IRB Manual
      7.6 AIDS Research (includes research which will use HIV status as an inclusion or exclusion criterion)
   
(Note: Much of the material in this section was taken from the N.Y. State Psychiatric Institute IRB Manual and PHS policy documents)

See also: Section 5.4.2 - N.Y. State reporting requirements.


   

OMH, OPWDD and OASAS AIDS policies:

   
When research records involve identifiable HIV test results, great care must be exercised to protect the confidentiality of the data. If an audit is to be conducted on such research records, all identifiers should be stripped. If it is absolutely necessary for auditors to have access to identifiable information, (e.g. if the FDA needs to verify that a subject in a drug trial is not fictitious), the IRB should review the procedures and approve such access on a case by case basis. IRBs should consult with their appropriate counsel's office prior to granting such a request.
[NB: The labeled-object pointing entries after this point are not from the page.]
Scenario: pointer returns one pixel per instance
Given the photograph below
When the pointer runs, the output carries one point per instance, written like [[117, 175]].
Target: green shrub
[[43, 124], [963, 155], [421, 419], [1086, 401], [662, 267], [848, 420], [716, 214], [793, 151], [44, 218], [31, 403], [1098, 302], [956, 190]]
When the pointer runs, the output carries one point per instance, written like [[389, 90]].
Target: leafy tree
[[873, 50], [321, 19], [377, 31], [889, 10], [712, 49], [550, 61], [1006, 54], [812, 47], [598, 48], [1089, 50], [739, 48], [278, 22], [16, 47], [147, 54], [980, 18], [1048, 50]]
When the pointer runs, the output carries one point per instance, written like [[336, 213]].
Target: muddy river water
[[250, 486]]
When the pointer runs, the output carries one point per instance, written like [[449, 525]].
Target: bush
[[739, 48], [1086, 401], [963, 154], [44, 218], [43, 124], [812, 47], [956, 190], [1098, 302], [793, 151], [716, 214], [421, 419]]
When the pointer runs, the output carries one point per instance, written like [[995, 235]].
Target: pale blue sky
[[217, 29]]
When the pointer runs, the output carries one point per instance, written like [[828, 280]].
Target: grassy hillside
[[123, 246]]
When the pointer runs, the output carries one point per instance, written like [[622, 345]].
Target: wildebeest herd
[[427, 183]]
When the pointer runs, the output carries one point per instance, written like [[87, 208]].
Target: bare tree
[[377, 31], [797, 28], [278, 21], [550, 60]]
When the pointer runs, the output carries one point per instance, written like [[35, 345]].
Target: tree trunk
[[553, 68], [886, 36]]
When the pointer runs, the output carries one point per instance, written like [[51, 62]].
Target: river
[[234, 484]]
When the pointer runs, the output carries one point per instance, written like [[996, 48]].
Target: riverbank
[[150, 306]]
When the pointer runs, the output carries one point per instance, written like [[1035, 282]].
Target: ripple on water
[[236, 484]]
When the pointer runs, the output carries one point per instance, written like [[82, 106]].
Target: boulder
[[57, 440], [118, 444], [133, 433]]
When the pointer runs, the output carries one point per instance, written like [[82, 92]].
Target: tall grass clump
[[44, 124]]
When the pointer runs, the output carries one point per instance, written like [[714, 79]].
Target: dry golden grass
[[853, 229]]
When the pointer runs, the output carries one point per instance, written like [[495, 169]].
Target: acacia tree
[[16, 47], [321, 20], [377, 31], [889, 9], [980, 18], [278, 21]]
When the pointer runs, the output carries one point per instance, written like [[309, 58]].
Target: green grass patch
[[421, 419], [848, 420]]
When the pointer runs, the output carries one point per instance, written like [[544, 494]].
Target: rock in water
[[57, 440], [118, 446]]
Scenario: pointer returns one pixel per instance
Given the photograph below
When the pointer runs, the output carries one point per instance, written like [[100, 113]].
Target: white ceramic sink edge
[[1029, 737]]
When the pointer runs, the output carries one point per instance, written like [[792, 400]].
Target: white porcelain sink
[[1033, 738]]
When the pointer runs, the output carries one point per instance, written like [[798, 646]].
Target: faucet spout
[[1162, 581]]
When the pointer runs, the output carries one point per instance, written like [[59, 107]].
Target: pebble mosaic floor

Every investigator who seeks to use HIV infection as a research exclusion criterion must address the following issues in their IRB application:

 
(1)    
The scientific rationale for the use of HIV status as an exclusion criterion.

   
This may relate to the scientific integrity of the research (e.g.. seeking to exclude from neuropsychological studies subjects who may have CNS involvement), or protection of participants (e.g.. unknown risks to participants with HIV infection of an investigational drug, which there is reason to believe are greater than the unknown risks to anyone else). The rationale must avoid both the appearance and reality of bias - e.g.. if CNS involvement is likely to confound research results, exclusion criteria would also address seizure disorders, Tourette's, Parkinson's, etc.

 
(2)   
Method proposed for determination of HIV status.

   
If HIV testing is part of the screening process the investigator is required (by State law) to provide pre-test and post-test counseling. Pre-test counseling must be done on a separate day from the proposed testing itself, and must include a detailed review of the risks as well as the benefits of testing and a discussion of how the test results will be handled, to whom they will be divulged, etc. The counselor should be trained in such HIV-test counseling. A consent form, approved by the N.Y. State Department of Health is required.

Alternatively, the investigator can ask the prospective subject whether he/she has been tested, and whether he/she is willing to share the test results with the investigator.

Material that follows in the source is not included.